Citigroup Inc. is a global diversified financial services holding company based in New York. The U.S. government owns 27% of the banking giant following bailout measures taken to rescue it from collapse amid the global financial crisis.
Citi recently repaid the $20 billion balance it owed the government, although the Treasury Department still owns more than one-fourth of Citi's common stock. Now the bank is working to reduce the government shadow and sell off its peripheral businesses, focusing on its core of investment banking and global consumer and business banking. The company is evolving from a financial supermarket into a leaner company that caters to big institutions and affluent individuals, particularly in fast-growing emerging markets.

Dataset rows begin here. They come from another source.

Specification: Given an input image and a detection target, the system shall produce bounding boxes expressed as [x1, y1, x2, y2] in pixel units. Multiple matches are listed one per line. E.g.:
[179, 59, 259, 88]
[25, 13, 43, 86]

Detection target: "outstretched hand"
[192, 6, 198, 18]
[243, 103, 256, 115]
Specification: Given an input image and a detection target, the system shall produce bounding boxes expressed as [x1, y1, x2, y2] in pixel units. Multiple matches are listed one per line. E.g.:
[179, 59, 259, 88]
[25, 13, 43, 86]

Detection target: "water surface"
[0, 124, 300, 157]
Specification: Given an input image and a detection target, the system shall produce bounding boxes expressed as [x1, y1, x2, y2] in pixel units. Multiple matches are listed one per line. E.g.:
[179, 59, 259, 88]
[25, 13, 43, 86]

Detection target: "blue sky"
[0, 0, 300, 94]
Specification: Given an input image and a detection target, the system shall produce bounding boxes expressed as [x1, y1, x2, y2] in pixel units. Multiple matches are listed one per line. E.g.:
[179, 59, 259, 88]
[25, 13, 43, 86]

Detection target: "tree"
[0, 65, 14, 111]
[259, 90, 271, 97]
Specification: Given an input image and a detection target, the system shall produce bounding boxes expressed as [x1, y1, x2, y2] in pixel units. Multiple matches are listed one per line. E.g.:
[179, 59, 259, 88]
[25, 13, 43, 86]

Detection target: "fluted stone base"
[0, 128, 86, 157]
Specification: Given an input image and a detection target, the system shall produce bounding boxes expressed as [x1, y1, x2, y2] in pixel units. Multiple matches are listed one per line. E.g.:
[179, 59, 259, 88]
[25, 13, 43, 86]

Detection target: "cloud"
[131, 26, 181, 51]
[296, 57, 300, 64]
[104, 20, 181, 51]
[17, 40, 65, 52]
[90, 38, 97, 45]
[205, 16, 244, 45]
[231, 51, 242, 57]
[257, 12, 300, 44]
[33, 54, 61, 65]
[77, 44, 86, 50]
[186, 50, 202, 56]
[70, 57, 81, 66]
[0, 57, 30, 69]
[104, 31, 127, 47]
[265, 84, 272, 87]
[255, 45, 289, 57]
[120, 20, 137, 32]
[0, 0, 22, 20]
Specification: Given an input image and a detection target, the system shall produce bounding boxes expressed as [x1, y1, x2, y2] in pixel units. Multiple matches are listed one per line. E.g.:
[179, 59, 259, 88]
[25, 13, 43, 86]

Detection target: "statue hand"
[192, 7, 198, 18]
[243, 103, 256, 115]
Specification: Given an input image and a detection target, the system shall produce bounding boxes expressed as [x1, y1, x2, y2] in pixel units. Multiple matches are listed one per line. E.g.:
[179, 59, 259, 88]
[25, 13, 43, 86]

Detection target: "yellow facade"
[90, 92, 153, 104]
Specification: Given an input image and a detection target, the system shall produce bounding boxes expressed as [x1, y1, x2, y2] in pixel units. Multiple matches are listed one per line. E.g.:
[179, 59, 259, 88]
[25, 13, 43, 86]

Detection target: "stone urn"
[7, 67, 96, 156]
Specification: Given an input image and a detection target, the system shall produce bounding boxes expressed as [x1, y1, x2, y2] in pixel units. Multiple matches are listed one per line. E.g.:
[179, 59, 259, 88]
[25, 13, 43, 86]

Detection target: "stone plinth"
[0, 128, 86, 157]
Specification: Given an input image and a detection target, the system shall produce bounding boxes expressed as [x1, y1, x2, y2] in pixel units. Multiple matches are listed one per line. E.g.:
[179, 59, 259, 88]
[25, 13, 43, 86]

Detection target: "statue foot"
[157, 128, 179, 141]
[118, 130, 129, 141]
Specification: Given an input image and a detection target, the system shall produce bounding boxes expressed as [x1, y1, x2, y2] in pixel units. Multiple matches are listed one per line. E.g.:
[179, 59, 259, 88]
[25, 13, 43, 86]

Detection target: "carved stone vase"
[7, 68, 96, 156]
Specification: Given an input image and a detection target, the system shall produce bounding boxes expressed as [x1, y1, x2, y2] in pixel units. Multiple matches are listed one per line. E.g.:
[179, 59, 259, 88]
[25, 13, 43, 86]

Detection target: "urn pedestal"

Citi has been viewed as the riskiest member of the Big Four money-center banks, according to Barron's magazine. It is splitting itself into two businesses, shedding several businesses and shrinking itself by a third. The company recently spun off its Smith Barney brokerage unit into a joint venture with Morgan Stanley, called Morgan Stanley Smith Barney, which will come under CitiHoldings. It is also shedding Primerica, its life-insurance and mutual-fund sales unit, which will go public. The bank is also streamlining its investment-banking operation -- one of the world's largest. It is scaling back its proprietary trading and selling off two consumer-finance units and its private-label credit-card business. Its U.S. consumer strategy remains a work in progress. The overhaul marks the end of Citigroup's one-stop-shop financial supermarket model, which had been pieced together over the years by legendary dealmaker, Citi's ex-CEO Sandy Weill.
It's expected to be a long slog to recovery. Morale is low after the company cut 110,000 jobs and sold off assets. The bank's North American mortgage and credit card businesses are still ailing due to the troubles in those markets. Among Citi's positives are its strong capital position, high loan-loss reserves, appealing global-consumer and corporate-banking franchise and relatively small exposure to commercial real estate, Barron's reports. Transaction-services business, which moves money around the world for governments, giant corporations and other organizations, remained lucrative. Retail-banking businesses outside the U.S. appear to be rebounding. The bank is expected to invest heavily in these efforts in Asia and Latin America. Its management challenges include working with its new government partners while also recovering from heavy losses. According to The Wall Street Journal, some Citi employees have said that working for the financial colossus with its huge bureaucracy was already like working for the government. Despite criticism from government officials of a variety of corporate expenditures, the bank is seeing through its $400 million naming deal for Citi Field, the New York Mets new ballpark.